In other words: victims whose stories do not further the left’s aims will not be heard — or, in Kellyanne Conway’s case, they will be mocked. On Thursday morning, MSNBC host Mika Brzezinski taunted Conway into sharing more details with the nation about the sexual assault she says she suffered. Mika went as far to say that Kellyanne’s Me Too moment was “convenient.”

Ford Was Ignored Until She Could Be Used As A Pawn

That brings us to Christine Blasey Ford, who made an allegation of sexual assault against Supreme Court nominee Brett Kavanaugh. These allegations were buried by Ranking Democratic Member Feinstein for more than two months and only saw the light of day after the confirmation hearings had successfully concluded.

Throughout these hearings, we watched as Democrats tried to make innocuous e-mails something disqualifying for Kavanaugh, and protestors dressed in ridiculous getups stood up and screamed every 15 minutes throughout the hearing. Her allegation was not taken seriously until it suddenly became politically useful — at which point Me Too activists and VIPs like Alyssa Milano and Amy Schumer descended upon the swamp to soak up their share of attention. Ford’s request that her identity remain confidential was not respected and as a result, she has faced death threats and been repeatedly intimidated.

A quick search will show that Planned Parenthood and the Women’s March, both organizations that have positioned themselves on the forefront of Me Too, have tweeted about Kavanaugh easily a hundred times. But neither of these organizations have tweeted about the recent allegations made against Democratic Rep. Keith Ellison, whose ex-girlfriend claims he repeatedly abused her. How do they decide which allegations are worth tweeting about and which ones are not? Because it seems to have nothing to do with the actual evidence brought forward and everything to do with the man they are accusing.

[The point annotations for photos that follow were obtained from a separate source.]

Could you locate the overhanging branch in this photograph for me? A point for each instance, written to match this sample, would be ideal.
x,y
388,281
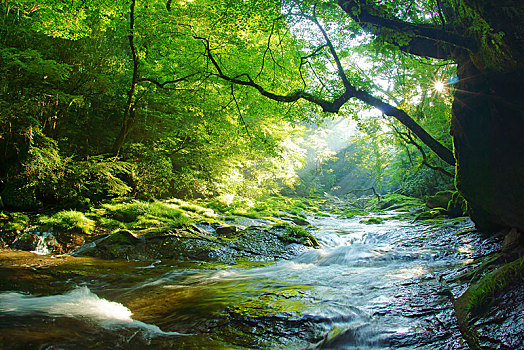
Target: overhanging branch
x,y
334,106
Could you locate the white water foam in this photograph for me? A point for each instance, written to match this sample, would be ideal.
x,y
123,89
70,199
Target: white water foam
x,y
77,303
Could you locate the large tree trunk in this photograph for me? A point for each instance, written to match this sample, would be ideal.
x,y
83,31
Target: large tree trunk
x,y
488,134
486,40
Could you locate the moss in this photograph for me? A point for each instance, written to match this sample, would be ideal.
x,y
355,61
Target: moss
x,y
123,237
141,214
429,214
372,221
395,201
479,296
69,220
13,221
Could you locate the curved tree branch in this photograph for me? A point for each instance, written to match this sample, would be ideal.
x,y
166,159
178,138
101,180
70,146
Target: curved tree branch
x,y
425,39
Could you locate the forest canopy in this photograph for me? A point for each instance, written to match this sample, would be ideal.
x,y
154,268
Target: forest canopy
x,y
220,97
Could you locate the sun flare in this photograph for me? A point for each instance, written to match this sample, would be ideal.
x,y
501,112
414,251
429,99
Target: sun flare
x,y
439,86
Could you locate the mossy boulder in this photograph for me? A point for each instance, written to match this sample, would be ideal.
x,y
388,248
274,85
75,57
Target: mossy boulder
x,y
457,206
297,234
439,200
13,221
395,201
451,203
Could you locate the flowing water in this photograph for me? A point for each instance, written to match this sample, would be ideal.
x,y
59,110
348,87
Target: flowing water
x,y
367,287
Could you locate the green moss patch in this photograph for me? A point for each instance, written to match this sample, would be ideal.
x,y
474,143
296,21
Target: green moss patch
x,y
297,234
13,221
68,220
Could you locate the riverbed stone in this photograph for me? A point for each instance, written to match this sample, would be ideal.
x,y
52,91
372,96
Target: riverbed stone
x,y
253,243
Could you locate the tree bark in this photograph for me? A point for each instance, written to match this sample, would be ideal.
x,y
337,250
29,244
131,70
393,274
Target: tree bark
x,y
488,110
129,111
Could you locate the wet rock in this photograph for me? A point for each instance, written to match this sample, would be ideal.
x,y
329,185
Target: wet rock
x,y
439,200
512,240
253,243
299,221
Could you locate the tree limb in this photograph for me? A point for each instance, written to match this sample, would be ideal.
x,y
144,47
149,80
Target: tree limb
x,y
162,85
335,105
129,112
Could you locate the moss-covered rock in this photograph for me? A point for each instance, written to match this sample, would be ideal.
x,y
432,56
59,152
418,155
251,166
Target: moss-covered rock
x,y
13,221
372,220
454,204
297,234
69,221
439,200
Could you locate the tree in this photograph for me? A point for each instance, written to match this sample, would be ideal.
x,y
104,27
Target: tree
x,y
485,41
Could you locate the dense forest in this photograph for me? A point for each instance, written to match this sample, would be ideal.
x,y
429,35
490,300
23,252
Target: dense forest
x,y
115,113
134,99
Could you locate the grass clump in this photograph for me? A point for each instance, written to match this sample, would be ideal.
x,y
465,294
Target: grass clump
x,y
69,220
138,214
13,221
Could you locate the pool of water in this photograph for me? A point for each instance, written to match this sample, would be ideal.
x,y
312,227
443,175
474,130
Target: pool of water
x,y
367,287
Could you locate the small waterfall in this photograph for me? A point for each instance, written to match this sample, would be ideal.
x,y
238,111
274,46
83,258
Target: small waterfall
x,y
78,303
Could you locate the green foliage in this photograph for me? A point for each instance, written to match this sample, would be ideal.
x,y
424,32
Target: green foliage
x,y
297,234
13,221
69,220
143,214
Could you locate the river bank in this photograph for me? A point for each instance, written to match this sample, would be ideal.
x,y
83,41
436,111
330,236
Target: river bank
x,y
383,283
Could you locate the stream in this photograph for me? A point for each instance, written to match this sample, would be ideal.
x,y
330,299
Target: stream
x,y
369,286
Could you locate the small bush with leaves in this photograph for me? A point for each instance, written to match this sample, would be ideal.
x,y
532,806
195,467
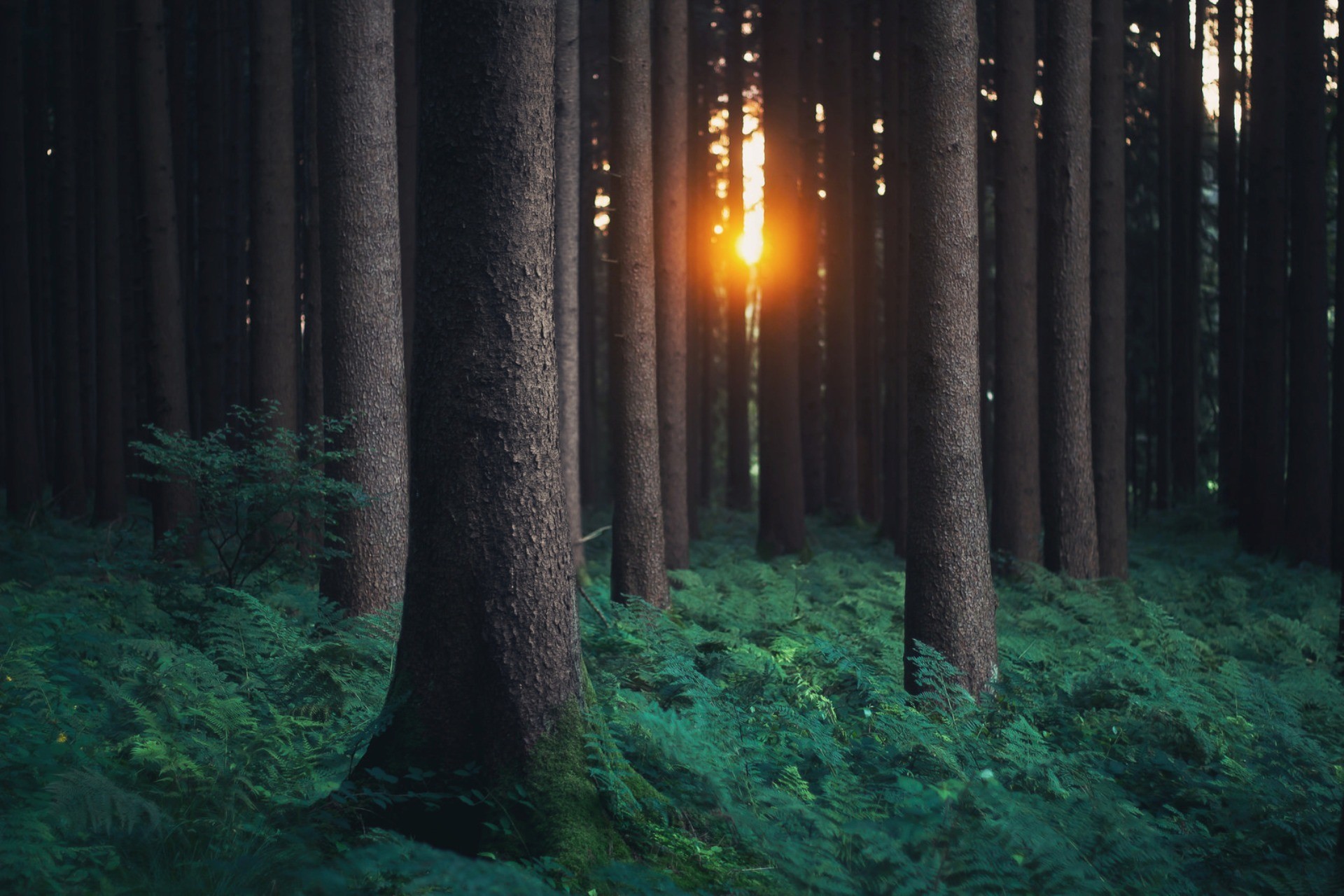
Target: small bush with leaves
x,y
264,498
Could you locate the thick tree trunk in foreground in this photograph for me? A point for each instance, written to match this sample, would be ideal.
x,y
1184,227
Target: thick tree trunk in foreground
x,y
783,530
949,596
362,321
166,349
1068,491
1016,488
274,316
23,477
1308,511
638,559
1108,286
488,659
670,169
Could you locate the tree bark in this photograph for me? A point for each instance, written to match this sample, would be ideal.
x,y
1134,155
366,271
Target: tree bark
x,y
949,594
638,558
1108,286
23,473
1016,523
1068,489
488,659
1308,507
670,229
166,347
274,315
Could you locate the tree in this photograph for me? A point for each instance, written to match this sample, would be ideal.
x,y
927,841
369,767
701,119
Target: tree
x,y
274,318
111,472
166,349
841,426
1308,510
23,476
670,232
488,668
1108,286
949,594
783,530
638,559
1069,495
1016,485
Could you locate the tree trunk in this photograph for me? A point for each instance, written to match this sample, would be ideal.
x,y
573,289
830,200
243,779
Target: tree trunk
x,y
488,662
949,596
1230,261
167,346
1016,486
1068,489
1308,511
69,485
783,530
638,559
1261,517
1108,286
362,327
23,473
670,172
274,317
841,433
111,491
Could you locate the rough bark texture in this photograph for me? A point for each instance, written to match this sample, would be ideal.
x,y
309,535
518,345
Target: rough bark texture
x,y
1016,524
362,323
166,348
1261,514
1308,511
1230,261
23,476
949,596
670,171
1068,491
274,316
1108,286
895,234
69,482
638,559
489,650
783,530
841,433
111,477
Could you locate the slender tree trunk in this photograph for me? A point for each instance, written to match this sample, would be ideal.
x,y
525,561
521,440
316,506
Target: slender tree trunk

One year later, at least 218 men have been brought down by the Me Too movement — some who deserved it, but others who did not. As the year draws to a close, the saga involving Kavanaugh and Ford has demonstrated that the Me Too movement is no longer about justice, but about political vengeance. If you or your story is not useful, it will be ignored. And if — God forbid — you are a man whose last name is not Clinton or Ellison, heaven help you.